Commissioner of the Federal Trade Commission
- In office June 29, 1978 – April 30, 1981
- President: Jimmy Carter Ronald Reagan
- Preceded by: Calvin J. Collier
- Succeeded by: George W. Douglas

Personal details
- Born: December 27, 1929 Paterson, New Jersey
- Died: October 6, 2018 (aged 88) Chevy Chase, Maryland
- Party: Democratic
- Education: New York University Columbia Law School

= Robert Pitofsky =

Federal Trade Commission chair (1929–2018)

Robert Pitofsky (December 27, 1929 – October 6, 2018) was an American lawyer and politician who was the chairman of the Federal Trade Commission of the United States from April 11, 1995, to May 31, 2001. He had previously been Dean of the Georgetown University Law Center from 1983 to 1989, and was Dean Emeritus at the time of his death.

== Early life and education ==
Born and raised in Paterson, New Jersey, Pitofsky attended Eastside High School. Pitofsky was educated at New York University and the Columbia University School of Law.

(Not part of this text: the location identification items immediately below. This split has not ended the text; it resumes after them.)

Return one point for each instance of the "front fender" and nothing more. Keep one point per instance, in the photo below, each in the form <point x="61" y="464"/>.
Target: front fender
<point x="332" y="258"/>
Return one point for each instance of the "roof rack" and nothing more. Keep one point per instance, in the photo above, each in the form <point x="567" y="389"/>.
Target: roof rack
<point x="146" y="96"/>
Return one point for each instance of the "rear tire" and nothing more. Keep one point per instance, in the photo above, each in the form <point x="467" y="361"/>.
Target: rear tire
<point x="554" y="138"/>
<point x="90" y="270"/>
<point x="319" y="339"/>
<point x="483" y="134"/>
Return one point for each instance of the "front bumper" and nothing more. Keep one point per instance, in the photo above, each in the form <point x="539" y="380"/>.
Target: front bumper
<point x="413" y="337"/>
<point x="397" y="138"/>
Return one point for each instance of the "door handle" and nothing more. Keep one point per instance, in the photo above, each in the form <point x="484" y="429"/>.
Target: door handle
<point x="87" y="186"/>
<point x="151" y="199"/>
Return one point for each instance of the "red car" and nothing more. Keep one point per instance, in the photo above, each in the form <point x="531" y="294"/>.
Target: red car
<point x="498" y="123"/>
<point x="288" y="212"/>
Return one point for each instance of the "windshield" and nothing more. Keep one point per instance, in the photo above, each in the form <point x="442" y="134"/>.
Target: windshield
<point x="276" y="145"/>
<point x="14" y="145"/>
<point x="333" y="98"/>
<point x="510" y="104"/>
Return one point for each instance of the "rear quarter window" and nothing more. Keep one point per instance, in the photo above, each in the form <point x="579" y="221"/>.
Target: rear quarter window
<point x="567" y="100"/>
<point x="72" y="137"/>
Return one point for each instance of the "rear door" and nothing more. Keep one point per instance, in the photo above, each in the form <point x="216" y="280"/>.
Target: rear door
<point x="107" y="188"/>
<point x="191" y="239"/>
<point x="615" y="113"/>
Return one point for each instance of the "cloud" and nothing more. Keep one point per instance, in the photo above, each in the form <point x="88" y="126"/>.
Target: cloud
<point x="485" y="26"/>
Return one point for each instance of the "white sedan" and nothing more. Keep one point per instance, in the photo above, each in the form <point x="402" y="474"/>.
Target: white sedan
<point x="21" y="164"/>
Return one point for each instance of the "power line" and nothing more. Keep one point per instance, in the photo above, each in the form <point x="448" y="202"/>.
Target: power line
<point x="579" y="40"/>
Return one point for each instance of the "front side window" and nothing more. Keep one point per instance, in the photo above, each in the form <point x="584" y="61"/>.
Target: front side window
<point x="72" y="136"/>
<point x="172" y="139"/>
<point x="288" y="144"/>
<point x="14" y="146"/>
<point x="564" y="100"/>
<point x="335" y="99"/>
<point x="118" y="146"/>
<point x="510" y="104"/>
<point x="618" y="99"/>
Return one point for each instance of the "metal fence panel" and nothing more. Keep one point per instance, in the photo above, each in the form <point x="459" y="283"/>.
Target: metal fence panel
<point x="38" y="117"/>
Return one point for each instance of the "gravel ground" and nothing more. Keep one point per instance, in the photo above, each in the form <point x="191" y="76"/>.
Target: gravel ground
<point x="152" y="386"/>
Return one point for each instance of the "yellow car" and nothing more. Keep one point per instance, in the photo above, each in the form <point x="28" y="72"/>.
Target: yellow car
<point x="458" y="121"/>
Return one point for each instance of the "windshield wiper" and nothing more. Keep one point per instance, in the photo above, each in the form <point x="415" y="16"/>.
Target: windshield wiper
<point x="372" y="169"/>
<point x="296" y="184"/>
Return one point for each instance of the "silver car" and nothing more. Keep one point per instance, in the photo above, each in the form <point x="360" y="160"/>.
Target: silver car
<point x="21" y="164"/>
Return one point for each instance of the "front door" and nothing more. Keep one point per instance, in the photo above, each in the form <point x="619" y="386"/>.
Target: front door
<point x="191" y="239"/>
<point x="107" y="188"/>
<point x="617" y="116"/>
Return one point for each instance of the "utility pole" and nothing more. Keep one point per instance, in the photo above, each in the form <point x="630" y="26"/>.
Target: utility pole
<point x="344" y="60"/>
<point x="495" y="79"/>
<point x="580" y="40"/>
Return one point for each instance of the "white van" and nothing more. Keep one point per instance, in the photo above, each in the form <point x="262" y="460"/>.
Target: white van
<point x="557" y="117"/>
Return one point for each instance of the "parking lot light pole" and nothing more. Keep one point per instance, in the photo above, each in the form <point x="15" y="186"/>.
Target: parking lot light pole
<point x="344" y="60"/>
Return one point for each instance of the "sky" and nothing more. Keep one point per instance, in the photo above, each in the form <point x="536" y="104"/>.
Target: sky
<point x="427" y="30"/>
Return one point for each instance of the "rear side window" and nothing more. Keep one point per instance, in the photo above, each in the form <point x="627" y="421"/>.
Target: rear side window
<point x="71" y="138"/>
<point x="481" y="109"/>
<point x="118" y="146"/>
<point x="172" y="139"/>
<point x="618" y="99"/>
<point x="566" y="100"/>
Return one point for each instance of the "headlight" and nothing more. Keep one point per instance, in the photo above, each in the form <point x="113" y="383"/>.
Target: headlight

== Federal Trade Commission (FTC) ==
Before becoming chairman of the FTC on April 12, 1995, he previously held positions with the FTC as a Commissioner (1978–1981) and as Director of the Bureau of Consumer Protection (1970–1973). Pitofsky was the primary author of one of the most widely used casebooks in the area of trade regulation, now in its sixth edition.

== Personal life ==
Pitofsky was married and has three children and seven grandchildren. He died at the age of 88 on October 6, 2018.

==Publications==
Books:
- Cases and Materials on Trade Regulation (Foundation Press 5th ed. 2003) (with others).
- "How the Chicago School Overshot the Mark" (Oxford Univ. Press 2008) (Pitofsky, ed.).

Articles:
- "Antitrust at the Turn of the Twenty-first Century: the Matter of Remedies," 91 Geo. L.J. 169 (2002).
- "Antitrust and Intellectual Property: Unresolved Issues at the Heart of the New Economy," 34 Intell. Prop. L. Rev. 643 (2002), reprinting 16 Berkeley Tech L.J. 535 (2001).
- "The Essential Facilities Doctrine Under United States Antitrust Law," 70 Antitrust L.J. 443 (2002) (with others).
- "Challenges of the New Economy: Issues at the Intersection of Antitrust and Intellectual Property" (2001)
- "The Political Content of Antitrust," 127 U. Penn. L. Rev. 1050 (1979).
- "Beyond Nader: Consumer Protection and the Regulation of Advertising," 90 Harv. L. Rev. 661 (1977).